On her monitors Penny watched as the aura size jumped up sharply and mana production spiked. Then production dropped back down to a trickle more in line with the aura size numbers. Then a few seconds later, to Penny's dismay, mana production nosedived while aura size stayed the same.

"What the hell is this idiot doing," Penny asked the empty room. She wracked her brains trying to come up with a plausible explanation for what the hell the numbers were doing and was coming up blank. When nothing happened for a few minutes Penny again considered aborting, but then, wonder of wonders, aura and mana production began to increase again and then rise in fall in a pattern consistent with a dungeon carving out it's first room. Still lower than it should be but the patterns matched. Penny continued to monitor activity and breathed a sigh of relief when mana production suddenly rose back up to match expected parameters for the current aura size.

For a moment, Penny hesitated. With such an anomalous start a case could be made for skipping this dungeon. Penny however, was well aware of what the pricks in managements reaction would be to losing a brand new dungeon and the excess mana that it would generate for the perpetually mana hungry city.
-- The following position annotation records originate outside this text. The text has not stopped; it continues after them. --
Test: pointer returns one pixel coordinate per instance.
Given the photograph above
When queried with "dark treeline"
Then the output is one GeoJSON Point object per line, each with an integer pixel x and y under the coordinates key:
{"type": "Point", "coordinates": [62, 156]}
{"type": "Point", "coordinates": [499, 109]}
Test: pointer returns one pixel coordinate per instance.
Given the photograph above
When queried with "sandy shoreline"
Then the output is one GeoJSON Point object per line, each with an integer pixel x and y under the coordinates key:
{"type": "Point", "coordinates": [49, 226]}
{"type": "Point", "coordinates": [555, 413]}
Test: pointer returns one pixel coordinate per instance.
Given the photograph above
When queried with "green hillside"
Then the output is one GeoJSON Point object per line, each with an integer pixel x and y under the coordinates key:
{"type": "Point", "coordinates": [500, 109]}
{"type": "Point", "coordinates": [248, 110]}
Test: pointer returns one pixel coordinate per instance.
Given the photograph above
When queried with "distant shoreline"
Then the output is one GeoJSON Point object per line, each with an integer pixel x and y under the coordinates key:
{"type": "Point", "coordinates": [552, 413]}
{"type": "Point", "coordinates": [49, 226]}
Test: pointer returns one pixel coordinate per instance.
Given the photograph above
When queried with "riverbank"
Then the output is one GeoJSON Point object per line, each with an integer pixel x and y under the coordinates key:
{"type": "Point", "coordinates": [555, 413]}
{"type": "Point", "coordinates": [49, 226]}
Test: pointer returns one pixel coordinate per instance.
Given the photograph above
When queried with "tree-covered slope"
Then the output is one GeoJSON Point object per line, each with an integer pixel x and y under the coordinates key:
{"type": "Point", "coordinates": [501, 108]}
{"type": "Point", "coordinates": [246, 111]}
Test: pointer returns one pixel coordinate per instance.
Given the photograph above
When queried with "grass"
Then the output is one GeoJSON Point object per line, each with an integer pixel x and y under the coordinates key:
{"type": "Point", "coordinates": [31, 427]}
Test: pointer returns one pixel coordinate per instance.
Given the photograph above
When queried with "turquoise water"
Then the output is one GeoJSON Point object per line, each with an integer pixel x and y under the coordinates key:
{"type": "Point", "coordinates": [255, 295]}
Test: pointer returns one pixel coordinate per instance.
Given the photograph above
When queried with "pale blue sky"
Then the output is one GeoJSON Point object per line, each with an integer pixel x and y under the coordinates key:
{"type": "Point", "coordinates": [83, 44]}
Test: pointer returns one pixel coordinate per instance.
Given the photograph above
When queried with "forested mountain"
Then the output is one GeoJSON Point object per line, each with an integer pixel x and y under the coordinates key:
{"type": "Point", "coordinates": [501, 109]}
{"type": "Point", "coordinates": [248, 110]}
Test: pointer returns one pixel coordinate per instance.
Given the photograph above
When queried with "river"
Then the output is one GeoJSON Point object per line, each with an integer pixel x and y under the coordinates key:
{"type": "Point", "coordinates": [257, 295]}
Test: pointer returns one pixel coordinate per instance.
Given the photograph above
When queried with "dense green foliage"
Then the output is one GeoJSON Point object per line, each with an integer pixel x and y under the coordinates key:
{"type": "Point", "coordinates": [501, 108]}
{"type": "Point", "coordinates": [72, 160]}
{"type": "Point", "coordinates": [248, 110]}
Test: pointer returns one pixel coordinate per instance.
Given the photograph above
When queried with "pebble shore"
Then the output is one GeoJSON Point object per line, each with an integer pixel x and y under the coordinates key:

"Sorry Jack," Penny muttered as her more pragmatic side won out. "Dungeon of Idiocy or not, I do not want to put up with managements shit." With a firm press of a button, Penny activated the teleportation insertion.

There was a faint clunk as mana lines engaged and began to feed mana from the ley line taps into the teleport platforms spell form. Waves and swirls of light sped from the edge of the platform, converging on the center. There was final deep thrum and pulse of light before the light winked out of existence, taking Jack's insertion capsule with it.

"Good Luck, Jack," Penny whispered into the empty room. " I think you are going to need it."